Virasat is an Indian cultural festival that celebrates all aspects of the country's cultural heritage. It is held at Dehradun, India and recognised as the afro-asia biggest folk life and heritage festival. Organized by REACH (Rural Entrepreneurship for Art & Cultural Heritage), this week-long festival includes performances and workshops in Indian folk and classical arts, literature, crafts, theatre, cinema and yoga.

Classical music and dance maestros and master craftsmen are invited to perform at the festival with the objective of fostering interaction between students, artists and craftsmen during the first half of the academic year.

The name Virasat can be translated from Hindi as "heritage".

==History==

=== Virasat 1995 ===
The festival was first held in Dehradun, Uttarakhand in 1995. Virasat 2008 expanded the festival into a nationwide event. It took place on 2 September 2008, with concerts and events in Delhi and 300 other localities, lasting until December.

Artists such as Pt. Birju Maharaj, Pt. Shivkumar Sharma, T.N. Seshagopalan, Alarmel Valli, Pt. Vishwa Mohan Bhatt, Shovana Narayan, Pt.
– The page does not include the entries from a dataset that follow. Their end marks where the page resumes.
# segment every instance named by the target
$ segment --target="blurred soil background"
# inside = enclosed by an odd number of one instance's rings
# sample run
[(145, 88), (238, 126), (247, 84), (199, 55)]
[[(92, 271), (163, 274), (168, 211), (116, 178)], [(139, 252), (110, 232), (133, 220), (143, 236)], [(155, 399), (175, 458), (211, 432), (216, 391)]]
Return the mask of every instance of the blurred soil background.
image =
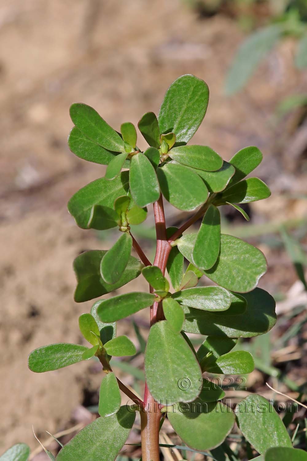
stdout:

Rajan and Sajan Misra, Teejan Bai also participated in the series of concerts.

=== Virasat 2017 ===
Today, the festival is held in Dehradun, and a theatre program has been added. In 2017, it was held from 28 April to 12 May.The festival, which is celebrating its 22nd edition this year, was inaugurated by Uttarakhand governor KK Paul. The 15-day long fest which will go on till 12 May will see performances by over 500 artists from across the country including Dona Ganguly, Shujat Khan, Wadali Bandhu, Warsi Brothers, Peenaz Masani etc. The inaugural event of the festival was a folk dance from the Jaunsar Bawar region of Uttarakhand performed by the Magh Mela Sanskritik Lok Kala Manch from Chakrata. This was followed by classical singing in Khayal style by the Banaras Gharana exponents, renowned singers, Pt. Rajan Mishra and Sajan Mishra. Incidentally, the festival is a highlight of the winter months in Dehradun, but it was rescheduled following the demonetisation declaration in November.